Angels and Demons
VIVA.co.id – Hobi saya dari dulu adalah bermain bola. Jelek-jelek begini, sejak saya SMP sampai SMA selalu berhasil masuk tim inti bola kalau sedang ada kejuaraan. Entah memang beneran saya jago atau memang kurang orang jadi saya diajak.
Tahun 2009 adalah tahun saya benar-benar lagi on fire buat main bola. Dalam satu minggu, saya bisa main bola sampai 3 atau 4 kali. Dari mulai main bareng teman sekolah, teman komunitas, sampai main sama kumpulan pendeta. Iya pendeta!

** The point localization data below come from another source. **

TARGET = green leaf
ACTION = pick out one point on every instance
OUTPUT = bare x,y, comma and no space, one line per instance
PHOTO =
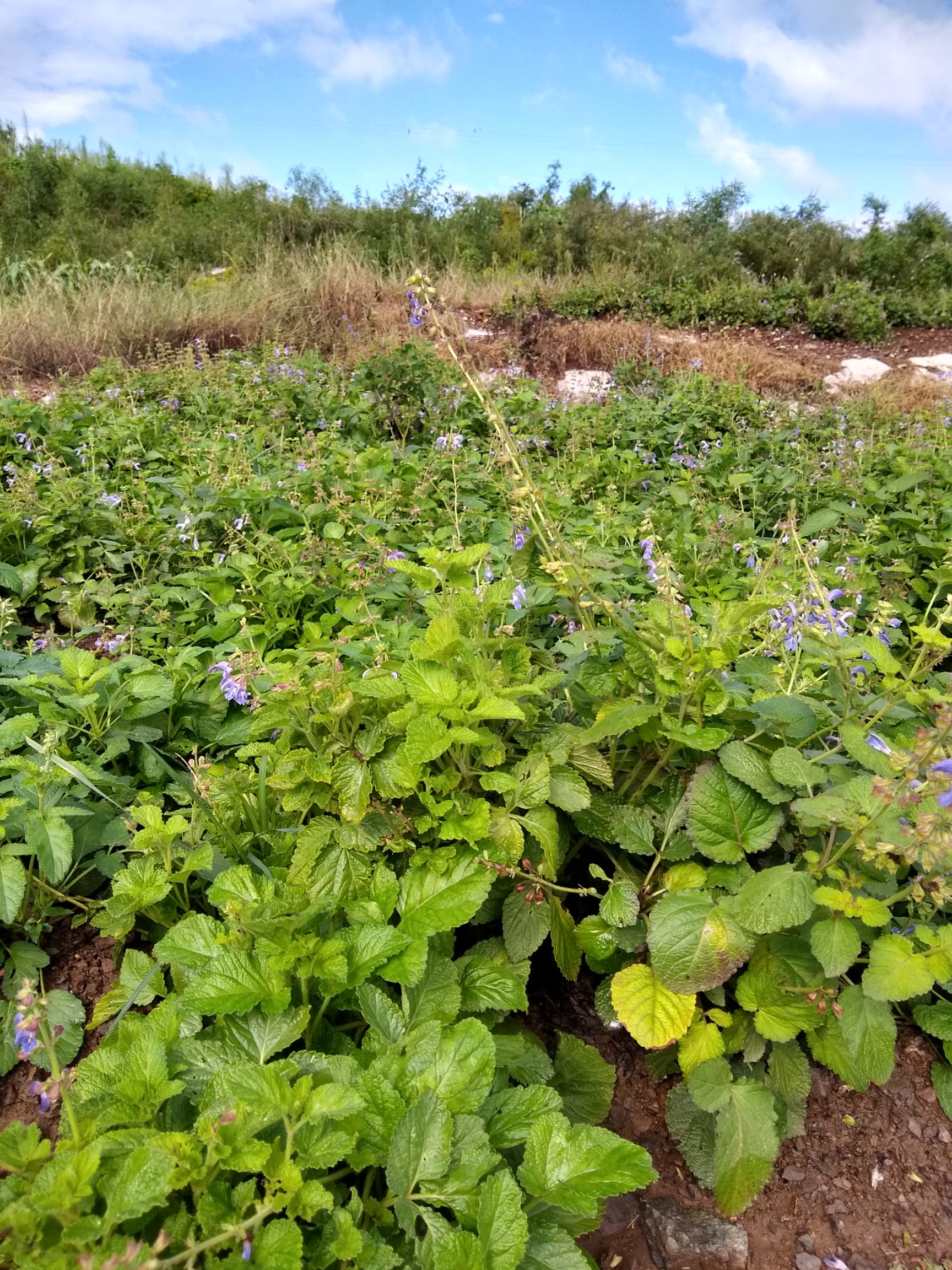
584,1080
828,1047
895,971
727,817
432,902
710,1085
14,732
578,1166
701,1042
788,1074
461,1071
524,925
775,900
745,1147
22,1150
753,769
820,521
790,767
553,1249
513,1110
936,1019
568,790
621,905
13,888
941,1076
854,742
565,943
235,982
353,787
653,1014
429,684
51,837
696,944
870,1033
542,825
836,944
490,984
419,1147
694,1129
427,740
143,1183
278,1245
503,1227
616,720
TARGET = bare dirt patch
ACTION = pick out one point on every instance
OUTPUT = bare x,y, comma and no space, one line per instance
827,1196
82,963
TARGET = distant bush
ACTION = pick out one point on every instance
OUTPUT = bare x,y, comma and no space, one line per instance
850,311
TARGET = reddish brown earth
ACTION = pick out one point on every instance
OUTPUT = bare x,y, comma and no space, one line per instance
82,963
828,1192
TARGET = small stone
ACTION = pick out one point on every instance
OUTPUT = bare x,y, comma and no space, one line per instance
856,370
692,1239
584,385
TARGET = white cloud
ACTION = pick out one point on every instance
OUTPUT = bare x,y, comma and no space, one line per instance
875,56
754,160
437,135
64,61
631,72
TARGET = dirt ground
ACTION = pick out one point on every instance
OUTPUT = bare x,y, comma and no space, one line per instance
823,1180
82,963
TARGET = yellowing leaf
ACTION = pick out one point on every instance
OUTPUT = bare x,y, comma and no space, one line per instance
653,1014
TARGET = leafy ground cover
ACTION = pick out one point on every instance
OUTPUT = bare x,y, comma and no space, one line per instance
340,701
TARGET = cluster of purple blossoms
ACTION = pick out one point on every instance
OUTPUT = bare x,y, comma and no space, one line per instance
945,769
418,311
818,612
235,687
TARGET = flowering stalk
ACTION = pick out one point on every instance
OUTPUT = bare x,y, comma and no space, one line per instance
34,1034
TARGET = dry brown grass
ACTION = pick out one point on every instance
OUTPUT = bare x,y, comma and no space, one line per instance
602,345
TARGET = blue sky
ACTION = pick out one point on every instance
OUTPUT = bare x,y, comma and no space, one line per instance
657,97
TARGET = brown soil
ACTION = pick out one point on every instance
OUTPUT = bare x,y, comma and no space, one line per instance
899,1129
82,963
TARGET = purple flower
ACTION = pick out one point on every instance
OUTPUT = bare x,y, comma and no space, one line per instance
234,688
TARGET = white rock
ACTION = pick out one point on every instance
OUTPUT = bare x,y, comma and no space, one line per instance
584,385
857,370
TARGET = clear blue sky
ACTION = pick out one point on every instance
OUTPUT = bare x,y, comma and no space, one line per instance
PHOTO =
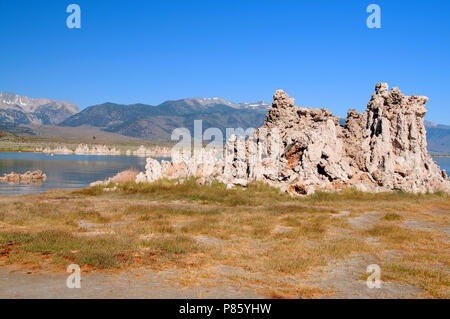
319,52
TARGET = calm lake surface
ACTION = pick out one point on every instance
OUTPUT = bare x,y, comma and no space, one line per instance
77,171
63,171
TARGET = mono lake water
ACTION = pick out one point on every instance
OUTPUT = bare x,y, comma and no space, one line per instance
63,171
78,171
444,163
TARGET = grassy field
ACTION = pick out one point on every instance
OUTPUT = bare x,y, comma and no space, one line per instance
255,236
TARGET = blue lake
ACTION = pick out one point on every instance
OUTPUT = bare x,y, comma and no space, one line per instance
77,171
63,171
444,163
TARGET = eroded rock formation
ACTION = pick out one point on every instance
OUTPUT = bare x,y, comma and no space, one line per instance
301,149
29,177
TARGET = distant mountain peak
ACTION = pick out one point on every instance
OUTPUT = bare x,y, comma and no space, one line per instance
19,109
213,101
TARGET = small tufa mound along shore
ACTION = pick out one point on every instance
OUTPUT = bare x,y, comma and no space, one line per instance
27,178
300,150
84,149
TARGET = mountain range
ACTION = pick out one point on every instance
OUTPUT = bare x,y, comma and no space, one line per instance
19,114
16,109
158,122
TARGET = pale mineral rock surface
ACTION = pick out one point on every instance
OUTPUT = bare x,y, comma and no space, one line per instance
301,150
27,178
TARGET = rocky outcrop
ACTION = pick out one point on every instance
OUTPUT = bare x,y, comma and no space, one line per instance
301,150
156,151
128,175
27,178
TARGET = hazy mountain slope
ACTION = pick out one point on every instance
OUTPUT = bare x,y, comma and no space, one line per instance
438,138
16,109
158,122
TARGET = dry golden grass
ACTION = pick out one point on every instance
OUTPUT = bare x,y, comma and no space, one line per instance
270,239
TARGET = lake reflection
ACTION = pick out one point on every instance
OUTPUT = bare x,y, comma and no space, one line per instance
63,171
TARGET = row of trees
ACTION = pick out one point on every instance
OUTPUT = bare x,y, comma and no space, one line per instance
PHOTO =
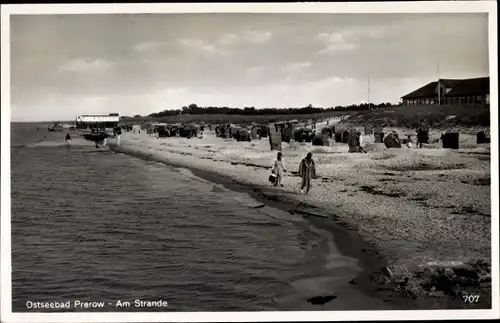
194,109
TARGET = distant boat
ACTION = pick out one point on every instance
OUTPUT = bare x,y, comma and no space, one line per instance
55,127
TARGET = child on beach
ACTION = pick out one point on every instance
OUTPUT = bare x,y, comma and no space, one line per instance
279,169
68,139
307,170
360,143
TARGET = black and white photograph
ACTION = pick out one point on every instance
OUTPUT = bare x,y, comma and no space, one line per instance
249,162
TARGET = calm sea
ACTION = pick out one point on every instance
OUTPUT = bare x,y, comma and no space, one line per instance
93,225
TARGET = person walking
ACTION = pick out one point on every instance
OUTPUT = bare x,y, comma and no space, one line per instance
307,170
67,139
279,169
360,143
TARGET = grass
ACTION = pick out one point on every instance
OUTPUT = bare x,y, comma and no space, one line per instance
445,116
225,118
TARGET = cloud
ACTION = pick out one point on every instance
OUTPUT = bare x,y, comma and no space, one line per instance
204,47
257,37
255,71
149,46
334,42
296,67
82,65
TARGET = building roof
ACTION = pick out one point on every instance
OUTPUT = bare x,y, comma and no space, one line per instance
475,86
469,87
429,90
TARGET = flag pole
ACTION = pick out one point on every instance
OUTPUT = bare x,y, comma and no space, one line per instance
369,103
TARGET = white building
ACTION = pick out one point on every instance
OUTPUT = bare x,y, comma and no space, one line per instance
85,121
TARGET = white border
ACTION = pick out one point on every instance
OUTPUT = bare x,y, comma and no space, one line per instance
367,7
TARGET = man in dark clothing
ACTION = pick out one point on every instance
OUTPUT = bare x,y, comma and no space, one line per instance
307,171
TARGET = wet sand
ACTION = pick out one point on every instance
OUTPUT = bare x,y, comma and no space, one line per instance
377,196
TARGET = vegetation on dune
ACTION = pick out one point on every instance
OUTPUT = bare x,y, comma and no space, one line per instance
444,116
383,115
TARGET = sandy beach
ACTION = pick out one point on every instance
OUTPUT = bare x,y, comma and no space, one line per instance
423,212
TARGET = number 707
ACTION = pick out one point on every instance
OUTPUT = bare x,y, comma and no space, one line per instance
471,298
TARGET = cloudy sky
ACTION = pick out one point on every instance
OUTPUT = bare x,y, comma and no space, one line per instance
65,65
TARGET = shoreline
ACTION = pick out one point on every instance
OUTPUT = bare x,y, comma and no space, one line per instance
348,241
364,211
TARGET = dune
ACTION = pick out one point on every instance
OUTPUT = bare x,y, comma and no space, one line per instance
417,207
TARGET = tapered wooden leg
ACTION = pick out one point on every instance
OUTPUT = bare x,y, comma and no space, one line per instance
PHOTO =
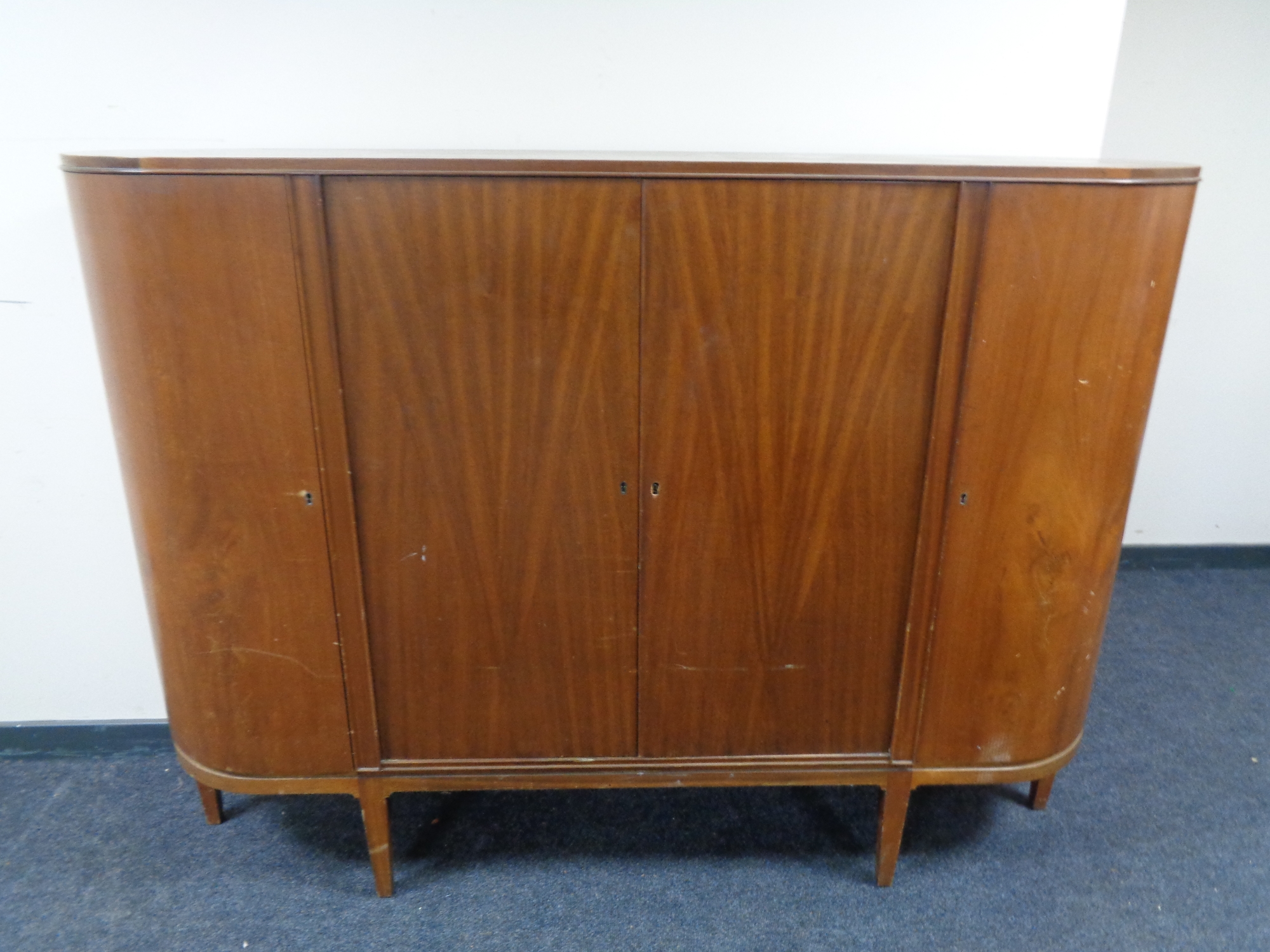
1039,795
213,805
379,838
891,824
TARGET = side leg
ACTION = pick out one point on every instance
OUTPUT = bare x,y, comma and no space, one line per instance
213,805
892,813
379,837
1039,794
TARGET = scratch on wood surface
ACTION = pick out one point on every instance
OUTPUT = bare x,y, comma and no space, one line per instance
690,668
267,654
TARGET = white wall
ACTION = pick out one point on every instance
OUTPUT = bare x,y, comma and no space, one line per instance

Saya awalnya diajak oleh pendeta muda di gereja saya buat ikut gabung, katanya sering kurang orang. Cuma ya kalau lagi main bola sama pendeta banyak hal yang harus dijaga. Kalau lagi main sama teman sebaya mungkin sumpah serapah biasa keluar dari mulut, tapi karena ini mainnya sama pendeta apa yang harus keluar dari mulut pun harus benar-benar dijaga. Kalau misalnya ada kesempatan buat mencetak gol, tetapi gagal, biasanya yang bakalan keluar dari mulut adalah kata-kata umpatan, tetapi karena ini adalah kumpulan pendeta yang keluar dari mulut adalah, "Puji Tuhan belum jadi gol".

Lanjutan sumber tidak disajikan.